There is an echo at the highest levels of Russian and American politics. Donald Trump has described the increasing pressure on his attorney general, Jeff Sessions, as a "witch hunt", and the Kremlin's foreign minister later used exactly the same phrase.
Mr Sessions has recused himself from any probe that examines communications between President Trump's aides and Moscow following revelations that he spoke twice with the Russian ambassador, Sergey Kislyak, during the campaign and failed to say so to Congress.
The President tweeted his support for the attorney general and said on Friday: "This whole narrative is a way of saving face for Democrats losing an election that everyone thought they were supposed to win.
"Now they have lost their grip on reality.

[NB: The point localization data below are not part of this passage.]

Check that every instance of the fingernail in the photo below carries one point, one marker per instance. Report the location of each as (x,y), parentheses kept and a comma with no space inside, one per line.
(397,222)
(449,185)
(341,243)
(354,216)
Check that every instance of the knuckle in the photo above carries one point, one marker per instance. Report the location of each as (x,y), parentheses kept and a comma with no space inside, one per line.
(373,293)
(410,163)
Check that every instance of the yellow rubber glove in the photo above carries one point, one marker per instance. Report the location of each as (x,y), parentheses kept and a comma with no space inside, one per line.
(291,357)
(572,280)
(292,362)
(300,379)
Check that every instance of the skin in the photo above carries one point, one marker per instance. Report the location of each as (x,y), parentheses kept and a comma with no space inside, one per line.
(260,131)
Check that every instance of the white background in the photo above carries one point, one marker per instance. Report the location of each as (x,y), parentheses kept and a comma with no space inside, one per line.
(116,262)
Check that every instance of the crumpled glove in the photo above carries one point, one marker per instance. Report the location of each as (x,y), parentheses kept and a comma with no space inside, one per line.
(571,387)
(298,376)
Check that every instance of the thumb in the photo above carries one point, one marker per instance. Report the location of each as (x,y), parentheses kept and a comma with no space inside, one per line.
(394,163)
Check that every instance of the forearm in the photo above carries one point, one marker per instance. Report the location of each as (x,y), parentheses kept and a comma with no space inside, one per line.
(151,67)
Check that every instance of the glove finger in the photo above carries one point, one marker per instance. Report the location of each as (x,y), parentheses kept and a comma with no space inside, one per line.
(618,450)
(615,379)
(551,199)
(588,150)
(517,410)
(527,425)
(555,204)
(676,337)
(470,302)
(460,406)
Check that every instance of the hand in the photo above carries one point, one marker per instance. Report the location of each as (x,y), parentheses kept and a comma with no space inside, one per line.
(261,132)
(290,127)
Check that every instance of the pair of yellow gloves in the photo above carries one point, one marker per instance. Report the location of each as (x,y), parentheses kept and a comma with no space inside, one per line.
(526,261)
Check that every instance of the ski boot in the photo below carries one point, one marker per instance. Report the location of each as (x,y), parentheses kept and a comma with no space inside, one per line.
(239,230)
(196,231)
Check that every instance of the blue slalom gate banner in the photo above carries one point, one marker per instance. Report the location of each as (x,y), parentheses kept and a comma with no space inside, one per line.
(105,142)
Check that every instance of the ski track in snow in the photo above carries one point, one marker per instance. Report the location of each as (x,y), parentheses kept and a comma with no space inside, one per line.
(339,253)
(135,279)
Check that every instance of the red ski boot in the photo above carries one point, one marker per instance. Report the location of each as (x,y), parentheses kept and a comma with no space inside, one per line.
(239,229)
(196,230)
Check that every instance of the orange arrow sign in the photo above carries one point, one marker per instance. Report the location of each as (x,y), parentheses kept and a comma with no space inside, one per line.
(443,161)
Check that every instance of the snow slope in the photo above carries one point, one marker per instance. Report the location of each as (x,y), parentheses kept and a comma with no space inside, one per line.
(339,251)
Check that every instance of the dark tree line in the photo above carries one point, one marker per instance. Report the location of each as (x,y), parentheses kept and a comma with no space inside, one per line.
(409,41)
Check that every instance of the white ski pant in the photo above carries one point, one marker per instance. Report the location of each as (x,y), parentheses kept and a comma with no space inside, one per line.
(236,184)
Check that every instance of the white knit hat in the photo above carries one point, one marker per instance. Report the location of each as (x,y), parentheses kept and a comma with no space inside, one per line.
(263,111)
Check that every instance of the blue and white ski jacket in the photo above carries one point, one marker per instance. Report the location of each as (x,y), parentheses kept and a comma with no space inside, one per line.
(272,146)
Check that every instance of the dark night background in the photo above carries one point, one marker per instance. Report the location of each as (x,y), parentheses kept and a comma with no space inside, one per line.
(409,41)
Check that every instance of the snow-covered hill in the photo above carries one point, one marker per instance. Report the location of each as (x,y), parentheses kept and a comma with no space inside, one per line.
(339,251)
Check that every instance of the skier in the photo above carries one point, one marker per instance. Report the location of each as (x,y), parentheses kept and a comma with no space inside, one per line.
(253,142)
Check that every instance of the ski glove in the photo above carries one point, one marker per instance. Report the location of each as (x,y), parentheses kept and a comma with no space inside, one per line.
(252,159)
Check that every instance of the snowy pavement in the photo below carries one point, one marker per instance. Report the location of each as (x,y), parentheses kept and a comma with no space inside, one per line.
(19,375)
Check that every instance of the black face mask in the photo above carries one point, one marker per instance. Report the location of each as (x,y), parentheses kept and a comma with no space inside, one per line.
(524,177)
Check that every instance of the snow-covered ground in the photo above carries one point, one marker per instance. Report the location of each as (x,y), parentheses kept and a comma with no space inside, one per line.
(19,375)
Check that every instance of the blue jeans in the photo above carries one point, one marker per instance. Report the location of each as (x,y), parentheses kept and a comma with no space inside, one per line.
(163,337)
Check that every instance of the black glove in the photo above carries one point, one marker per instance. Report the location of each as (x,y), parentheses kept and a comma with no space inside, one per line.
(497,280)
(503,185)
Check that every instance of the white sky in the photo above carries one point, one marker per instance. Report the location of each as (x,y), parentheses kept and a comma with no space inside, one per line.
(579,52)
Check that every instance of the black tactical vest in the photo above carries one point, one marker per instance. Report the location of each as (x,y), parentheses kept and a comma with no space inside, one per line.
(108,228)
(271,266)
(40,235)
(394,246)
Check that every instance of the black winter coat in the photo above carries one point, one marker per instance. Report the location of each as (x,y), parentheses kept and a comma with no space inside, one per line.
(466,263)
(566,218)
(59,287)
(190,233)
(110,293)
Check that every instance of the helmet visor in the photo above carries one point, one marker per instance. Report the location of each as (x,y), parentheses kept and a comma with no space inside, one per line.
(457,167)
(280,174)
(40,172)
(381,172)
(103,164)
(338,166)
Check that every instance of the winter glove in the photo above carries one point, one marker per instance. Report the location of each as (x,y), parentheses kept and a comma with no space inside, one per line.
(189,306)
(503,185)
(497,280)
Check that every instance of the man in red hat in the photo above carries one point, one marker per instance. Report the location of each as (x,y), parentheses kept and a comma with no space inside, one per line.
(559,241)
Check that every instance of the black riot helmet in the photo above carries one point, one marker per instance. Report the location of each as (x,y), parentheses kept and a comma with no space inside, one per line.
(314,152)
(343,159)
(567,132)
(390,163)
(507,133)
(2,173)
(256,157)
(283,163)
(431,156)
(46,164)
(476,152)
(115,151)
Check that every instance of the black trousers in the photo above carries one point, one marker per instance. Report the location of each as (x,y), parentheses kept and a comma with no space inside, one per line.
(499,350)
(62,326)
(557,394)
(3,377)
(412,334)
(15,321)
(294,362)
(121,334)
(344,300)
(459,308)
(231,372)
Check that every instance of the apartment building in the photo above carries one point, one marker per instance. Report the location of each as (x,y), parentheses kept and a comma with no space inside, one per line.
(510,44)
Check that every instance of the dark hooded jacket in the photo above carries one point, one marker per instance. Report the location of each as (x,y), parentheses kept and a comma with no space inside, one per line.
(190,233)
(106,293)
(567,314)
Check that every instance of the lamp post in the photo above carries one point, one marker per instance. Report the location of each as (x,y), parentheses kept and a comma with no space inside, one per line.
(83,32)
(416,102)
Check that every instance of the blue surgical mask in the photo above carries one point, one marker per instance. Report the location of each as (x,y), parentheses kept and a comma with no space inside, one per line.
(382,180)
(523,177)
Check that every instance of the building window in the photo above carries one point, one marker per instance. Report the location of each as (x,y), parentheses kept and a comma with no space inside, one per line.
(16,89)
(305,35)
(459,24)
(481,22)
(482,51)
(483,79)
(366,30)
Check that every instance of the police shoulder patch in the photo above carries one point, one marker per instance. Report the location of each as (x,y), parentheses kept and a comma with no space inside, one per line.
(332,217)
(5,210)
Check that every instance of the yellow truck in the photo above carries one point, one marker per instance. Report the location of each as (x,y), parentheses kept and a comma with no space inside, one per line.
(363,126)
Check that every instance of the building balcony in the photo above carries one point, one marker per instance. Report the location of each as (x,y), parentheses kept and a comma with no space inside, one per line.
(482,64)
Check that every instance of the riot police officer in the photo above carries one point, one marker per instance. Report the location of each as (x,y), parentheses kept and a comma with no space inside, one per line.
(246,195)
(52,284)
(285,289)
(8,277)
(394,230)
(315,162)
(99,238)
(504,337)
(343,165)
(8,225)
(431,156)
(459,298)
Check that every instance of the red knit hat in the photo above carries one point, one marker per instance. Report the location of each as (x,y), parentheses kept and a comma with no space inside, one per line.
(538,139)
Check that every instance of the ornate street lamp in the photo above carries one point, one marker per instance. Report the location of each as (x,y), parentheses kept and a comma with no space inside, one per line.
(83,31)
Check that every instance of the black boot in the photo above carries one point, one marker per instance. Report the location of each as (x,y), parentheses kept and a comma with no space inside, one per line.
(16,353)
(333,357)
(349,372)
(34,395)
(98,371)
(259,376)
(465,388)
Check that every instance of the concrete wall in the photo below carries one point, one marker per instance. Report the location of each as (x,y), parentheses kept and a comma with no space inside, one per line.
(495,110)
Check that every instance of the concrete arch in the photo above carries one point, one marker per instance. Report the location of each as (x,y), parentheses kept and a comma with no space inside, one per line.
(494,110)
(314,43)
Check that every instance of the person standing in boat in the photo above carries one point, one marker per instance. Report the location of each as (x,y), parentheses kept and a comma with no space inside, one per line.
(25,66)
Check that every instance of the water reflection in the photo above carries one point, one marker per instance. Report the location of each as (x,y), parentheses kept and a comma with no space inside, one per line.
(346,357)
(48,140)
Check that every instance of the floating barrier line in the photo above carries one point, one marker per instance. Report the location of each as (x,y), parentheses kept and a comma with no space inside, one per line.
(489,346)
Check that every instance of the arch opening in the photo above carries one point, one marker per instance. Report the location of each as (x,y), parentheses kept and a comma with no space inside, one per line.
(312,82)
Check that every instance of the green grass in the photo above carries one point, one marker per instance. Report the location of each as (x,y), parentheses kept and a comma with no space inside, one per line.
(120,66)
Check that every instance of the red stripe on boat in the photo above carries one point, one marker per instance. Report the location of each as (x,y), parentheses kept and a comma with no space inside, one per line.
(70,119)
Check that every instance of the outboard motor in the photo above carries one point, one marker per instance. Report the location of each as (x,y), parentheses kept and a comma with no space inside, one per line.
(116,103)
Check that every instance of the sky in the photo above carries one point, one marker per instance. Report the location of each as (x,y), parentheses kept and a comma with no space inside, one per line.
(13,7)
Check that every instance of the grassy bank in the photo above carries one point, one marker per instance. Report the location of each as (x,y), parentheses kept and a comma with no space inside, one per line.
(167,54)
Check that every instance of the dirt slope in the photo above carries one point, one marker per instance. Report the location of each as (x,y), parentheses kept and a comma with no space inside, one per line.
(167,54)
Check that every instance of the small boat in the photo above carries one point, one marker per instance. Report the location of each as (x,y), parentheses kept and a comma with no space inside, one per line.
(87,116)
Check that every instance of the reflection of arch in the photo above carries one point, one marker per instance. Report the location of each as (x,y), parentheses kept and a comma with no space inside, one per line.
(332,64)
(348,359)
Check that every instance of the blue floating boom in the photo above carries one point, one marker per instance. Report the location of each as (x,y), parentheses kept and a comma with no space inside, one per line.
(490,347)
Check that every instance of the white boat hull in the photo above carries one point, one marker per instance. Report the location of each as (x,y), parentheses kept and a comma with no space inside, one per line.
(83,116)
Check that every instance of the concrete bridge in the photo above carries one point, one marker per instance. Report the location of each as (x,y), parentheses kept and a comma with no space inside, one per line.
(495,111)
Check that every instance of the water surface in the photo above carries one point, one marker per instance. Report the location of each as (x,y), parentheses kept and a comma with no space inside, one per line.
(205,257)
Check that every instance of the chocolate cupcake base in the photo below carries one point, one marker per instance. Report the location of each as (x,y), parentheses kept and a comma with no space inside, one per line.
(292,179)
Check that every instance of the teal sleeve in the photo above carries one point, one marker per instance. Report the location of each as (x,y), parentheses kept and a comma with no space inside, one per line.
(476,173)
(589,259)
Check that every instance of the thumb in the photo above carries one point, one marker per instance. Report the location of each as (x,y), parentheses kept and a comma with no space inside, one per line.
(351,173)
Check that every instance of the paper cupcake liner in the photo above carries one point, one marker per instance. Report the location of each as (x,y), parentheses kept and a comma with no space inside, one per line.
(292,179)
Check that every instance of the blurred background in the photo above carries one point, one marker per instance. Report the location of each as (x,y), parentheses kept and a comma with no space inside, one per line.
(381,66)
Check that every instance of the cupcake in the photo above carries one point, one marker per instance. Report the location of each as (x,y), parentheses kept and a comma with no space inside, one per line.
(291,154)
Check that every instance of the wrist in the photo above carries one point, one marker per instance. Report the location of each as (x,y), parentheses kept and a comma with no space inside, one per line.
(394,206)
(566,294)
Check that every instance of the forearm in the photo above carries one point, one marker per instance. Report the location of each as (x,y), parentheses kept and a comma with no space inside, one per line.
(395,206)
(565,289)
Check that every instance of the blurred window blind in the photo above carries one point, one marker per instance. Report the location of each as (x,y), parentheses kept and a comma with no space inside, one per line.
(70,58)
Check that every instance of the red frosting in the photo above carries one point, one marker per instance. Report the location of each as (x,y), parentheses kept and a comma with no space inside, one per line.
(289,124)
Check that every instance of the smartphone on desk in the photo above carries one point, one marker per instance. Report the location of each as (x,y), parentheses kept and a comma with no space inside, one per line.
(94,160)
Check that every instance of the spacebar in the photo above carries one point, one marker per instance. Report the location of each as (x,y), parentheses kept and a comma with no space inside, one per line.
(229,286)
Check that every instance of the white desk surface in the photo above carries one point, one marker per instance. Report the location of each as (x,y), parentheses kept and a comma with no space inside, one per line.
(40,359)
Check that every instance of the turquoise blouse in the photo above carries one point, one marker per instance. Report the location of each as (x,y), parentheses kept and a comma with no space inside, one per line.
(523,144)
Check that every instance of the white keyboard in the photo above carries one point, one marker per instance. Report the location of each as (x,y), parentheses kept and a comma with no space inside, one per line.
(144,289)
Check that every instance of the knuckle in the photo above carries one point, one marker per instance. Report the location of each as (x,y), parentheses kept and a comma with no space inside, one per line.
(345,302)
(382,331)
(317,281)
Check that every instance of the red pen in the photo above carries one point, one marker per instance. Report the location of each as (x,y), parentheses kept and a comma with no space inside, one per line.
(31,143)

The real story is all of the illegal leaks of classified and other information. It is a total 'witch hunt!'"
Russian Foreign Minister Sergey Lavrov said the pressure on Mr Sessions "strongly resembles a witch hunt or the times of McCarthyism, which we thought were long over in the United States as a civilised country."
Contacts with officials and lawmakers are part of any ambassador's duties, he added.
Dmitry Peskov, Vladimir Putin's spokesman, agreed with the President's statement. He told Russian state media Mr Trump's characterisation of the furore surrounding Mr Sessions was "comprehensive" and that he had "nothing to add".
Mr Peskov has used the "witch hunt" phrase before—echoing Mr Trump—to describe the storm that followed US intelligence agencies' assessment that Russia was involved in hacking during the Presidential election.
In a press conference on Thursday evening Mr Sessions said he would not oversee any investigation into links between the Trump Presidential campaign team and Russian representatives, following reports he had spoken twice with Mr Kislyak, but did not disclose the contact to senators at his confirmation hearing.
Mr Sessions is also now accused of using political funds to travel to an event where he met Mr Kislyak, despite the White House’s claim he was acting solely in his role as a senator.
He said at the press conference: "I never had meetings with Russian operatives or Russian intermediaries about the Trump campaign."
He rejected suggestions he lied under oath during his January confirmation hearing but admitted his answer to a question by Senator Al Franken could have been more comprehensive. He added: "I should have slowed down and said, 'But I did meet one Russian official a couple of times.'"
Asked what he would have done if he discovered "anyone affiliated" with Mr Trump's campaign had been in contact with Russian representatives, Mr Sessions had said: "I’m not aware of any of those activities. I have been called a surrogate at a time or two during that campaign and I did not have communications with the Russians and I’m unable to comment on it."
White House press secretary Sean Spicer called the controversy "partisan politics" and said Mr Sessions was "100 per cent straight with the committee".
Leading Democrats have nonetheless called for the former Alabama senator to resign. Senate minority leader Chuck Schumer said: "His integrity and independence have been questioned, it would be better for the country if he resigns."
Lawyers have ordered Mr Trump’s administration to save any potential evidence of alleged Russian interference in the US election.
Instructions were sent to White House staff after Democrats in the US Senate requested the administration and security agencies to keep all material on links between Mr Trump’s aides, campaign or transition team and the Kremlin.
As part of its investigation into Russia’s possible role in the presidential election, the Senate intelligence committee has also asked more than a dozen groups, agencies and individuals to preserve relevant records.